Transmission electron microscopy
To visualize the ultrastructural morphology of organelles in primary endometrial stromal cells, cells at passage five were selected for transmission electron microscopy (TEM). The cells were washed with phosphate buffer (PB) solution to remove impurities and dead cells and then fixed with 2.5% glutaraldehyde at 4 °C for at least 4 h. Then, 1 ml of PB containing 5% bovine serum albumin (BSA) was added, and the adherent cells were scraped off using cell scrapers and collected into 1.5 ml centrifuge tubes. The cells were then subjected to osmication, stained with uranyl acetate, dehydrated in ethanol, and embedded in epoxy resin. Sections of the samples were cut to a thickness of 70 nm with an ultramicrotome and imaged using TEM (Hitachi H-7650, Japan). Imaging was performed at a magnification of 12,000 × (0.5 μm) to examine the mitochondrial distribution in cells and at 20,000 × (0.2 μm) to assess the mitochondrial structure and quantity. Each section was randomly observed in five different fields. The number of mitochondria was determined by counting, and the length of the mitochondria in the three groups was measured by ImageJ software.
Seahorse XF assays
Three types of primary ESCs and HESCs were seeded in XFe96 cell culture microplates at a density of 1 × 10^4 cells per well. After allowing the cells to adhere at room temperature for 1 h on a clean bench, they were cultured overnight in a 10% CO2 incubator at 37 °C. Concurrently, probe plates containing sterile water were placed in a 37 °C incubator without CO2 overnight. The next day, the sterile water was discarded from the probe plates, and 200 µL of calibration solution was added. The plates were then incubated at 37 °C in a non-CO2 incubator for 60 min. Assay medium (1 mM pyruvate, 2 mM glutamine, and 10 mM glucose) were prepared by adjusting Seahorse XF DMEM to pH 7.4 and warming it to 37 °C in a water bath. The cell culture medium was removed, and the cells were washed once with the warmed assay medium and incubated with assay medium at 37 °C in a non-CO2 incubator for 60 min prior to the assay. According to the instructions, the compounds used in the mitochondrial stress test were oligomycin (1.5 µM), carbonyl cyanide-4-(trifluoromethoxy) phenylhydrazone (FCCP) (1.5 µM), and rotenone/antimycin A (0.5 µM), which were added to the respective ports of the utility plate.

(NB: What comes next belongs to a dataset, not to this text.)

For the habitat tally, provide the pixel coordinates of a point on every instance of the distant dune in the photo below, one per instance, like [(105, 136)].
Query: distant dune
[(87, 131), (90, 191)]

For the glycolytic rate test, the concentrations of the compounds used were rotenone/antimycin A (0.5 µM) and 2-DG (50 mM). First, the probe plate was run on an Agilent Seahorse XF96 Analyser for calibration. After calibration, the hydration plate was replaced with the cell culture microplate, and the real-time analyser was run with Wave software to analyse the data.
RNA isolation and qRT‑PCR
Total RNA was extracted from tissue or cell samples with TRIzol (#AG21102, Accurate Biology, China) and stored at − 80 °C. cDNA was synthesized from total RNA with Evo M-MLV Reverse Transcription Reagent Premix (#AG11706, Accurate Biology). PCR was performed with the SYBR Green Pro Taq HS Premix Kit (#AG11702, Accurate Biology) in a Lightcycler 480 (Roche; Basel, Switzerland). The results were normalized to GAPDH expression, and the 2−∆∆CT method was used to calculate the relative mRNA level. The primer sequences are listed in Table S1.
Western blotting
RIPA buffer and 1% PMSF (Sangon Biotech) were used to lyse the cells and tissues. The samples were quantified with a BCA protein assay kit (#P0011, Beyotime Biotechnology, China). The samples were subjected to SDS‒polyacrylamide gel electrophoresis and then transferred to polyvinylidene fluoride (PVDF) membranes (#IPVH00010, Millipore, Germany). The membranes were incubated with primary antibodies overnight after being blocked with 5% BSA (Sangon Biotech) for 1 h, followed by incubation with the appropriate horseradish peroxidase (HRP)-conjugated secondary antibodies for 1 h, and detection with chemiluminescence (ECL) reagents was performed by scanning with the ChemiDoc MP Imaging System (Bio-Rad, USA). The antibodies utilized in the experiment included anti-SIRT7 (Santa Cruz Biotechnology, Cat# sc-365344, RRID: AB_10850175), anti-TUFM (ABclonal, Cat# A6423, RRID: AB_2767025), anti-H3K18Ac (ABclonal, Cat# A7257, RRID: AB_2767801), anti-ROCK2 (Abcam, Cat# ab125025, RRID: AB_10972853), anti-GAPDH (Proteintech, Cat# 60004-1-Ig, RRID: AB_2107436), anti-beta actin (Proteintech, Cat# HRP-66009, RRID: AB_2883836), anti-GBE1 (Proteintech, Cat# 20313-1-AP, RRID: AB_10697658), anti-PYGL (Proteintech, Cat# 15851-1-AP, RRID: AB_2175014), anti-IDH1 (Proteintech, Cat# 12332-1-AP, RRID: AB_2123159), anti-SDHA (Proteintech, Cat# 14865-1-AP, RRID: AB_11182164), anti-SDHB (Proteintech, Cat# 10620-1-AP, RRID: AB_2285522), anti-AKT (Proteintech, Cat# 10176-2-AP, RRID: AB_2224574), anti-phospho-AKT (Proteintech, Cat# 66444-1-Ig, RRID: AB_2782958), anti-Flag (Proteintech, Cat# 66008-4-Ig, RRID: AB_2918475), anti-His (Proteintech, Cat# 66005-1-Ig, RRID: AB_11232599), anti-E-cadherin (Cell Signaling Technology, Cat# 14472, RRID: AB_2728770), anti-N-cadherin (Cell Signaling Technology, Cat# 13116, RRID: AB_2687616), and anti-RhoA (Cell Signaling Technology, Cat# 2117, RRID: AB_10693922) antibodies. For immunoprecipitation experiments, approximately 10% of the cellular extract was used as input for subsequent Western blot analysis.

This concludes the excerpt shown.